The forecast is based on Australia’s vulnerability to global troubles, the prospect of further interest rate cuts and uneven growth due to the booming mining sector.
“Those sectors that are linked to mining are doing very well, while growth in the sectors which constitute the remaining 80% is weak,” it says.
UBS agrees with the valuation, saying the Australian dollar is set for a big drop through 2012.
“The Australian dollar is seen as a commodity currency, given Australia’s exports of commodities such as iron ore; we see a drop in commodity prices as the most likely catalyst for a weakening,” it said in its Investing in 2012 global report.
The prospect of a rate fall is welcomed by Ian Murray, executive director of the Australian Institute of Export, who says the local dollar needs to fall to around the 80- or 90-cent mark against the US dollar before exporters will feel more comfortable.

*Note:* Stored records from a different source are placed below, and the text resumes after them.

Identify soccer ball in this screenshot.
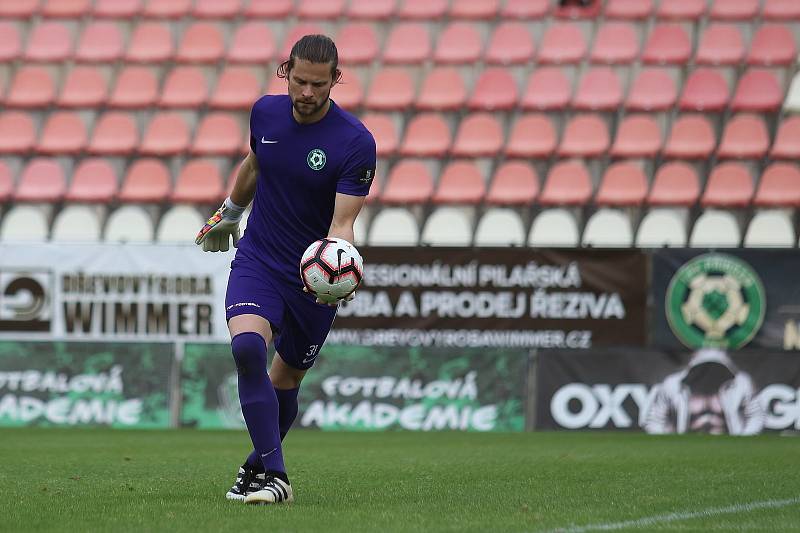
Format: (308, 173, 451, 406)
(300, 238, 364, 304)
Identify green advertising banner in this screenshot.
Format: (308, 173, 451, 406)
(0, 341, 172, 428)
(182, 344, 528, 432)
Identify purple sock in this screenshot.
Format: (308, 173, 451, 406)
(231, 332, 286, 475)
(244, 386, 299, 470)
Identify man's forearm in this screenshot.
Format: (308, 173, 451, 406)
(230, 152, 258, 207)
(327, 223, 355, 244)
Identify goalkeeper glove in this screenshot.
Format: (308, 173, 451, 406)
(195, 197, 245, 252)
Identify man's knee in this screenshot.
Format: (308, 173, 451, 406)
(231, 332, 268, 376)
(270, 354, 306, 389)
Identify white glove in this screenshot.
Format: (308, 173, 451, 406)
(195, 198, 244, 252)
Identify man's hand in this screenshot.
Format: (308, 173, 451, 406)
(302, 286, 356, 307)
(195, 199, 244, 252)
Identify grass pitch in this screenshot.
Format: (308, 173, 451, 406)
(0, 428, 798, 532)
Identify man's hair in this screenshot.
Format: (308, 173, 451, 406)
(277, 34, 342, 83)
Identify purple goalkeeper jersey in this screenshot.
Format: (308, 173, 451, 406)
(236, 94, 376, 286)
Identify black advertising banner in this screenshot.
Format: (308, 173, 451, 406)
(536, 348, 800, 434)
(652, 250, 800, 351)
(329, 248, 647, 349)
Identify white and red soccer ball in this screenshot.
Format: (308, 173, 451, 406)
(300, 238, 364, 304)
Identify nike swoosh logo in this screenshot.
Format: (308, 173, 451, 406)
(261, 138, 278, 144)
(302, 355, 318, 364)
(260, 448, 277, 459)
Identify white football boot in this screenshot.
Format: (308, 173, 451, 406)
(244, 476, 294, 504)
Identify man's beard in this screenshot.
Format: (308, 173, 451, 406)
(292, 94, 329, 117)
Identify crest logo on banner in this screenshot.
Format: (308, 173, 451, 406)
(0, 270, 52, 332)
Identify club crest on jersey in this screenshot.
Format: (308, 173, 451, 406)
(307, 148, 327, 170)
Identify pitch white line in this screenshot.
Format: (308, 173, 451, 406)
(555, 496, 800, 532)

“While it’s at $US1 or $US1.05, we’re going to struggle.”
According to Murray, inbound tourism, education, manufacturing, agribusiness and wine are feeling the heat from the high Australian dollar – trading at $US1.03 this morning – but companies in the mining services sector, and linked to Asia, are cruising.
Murray is worried about the prospect of cheap imports from the Eurozone after the Australian dollar reached a record high against the euro last week, warning that manufacturers, agribusiness and carmakers are particularly vulnerable.
“Our exports to Europe are relatively low, we heavily favour imports,” Murray says.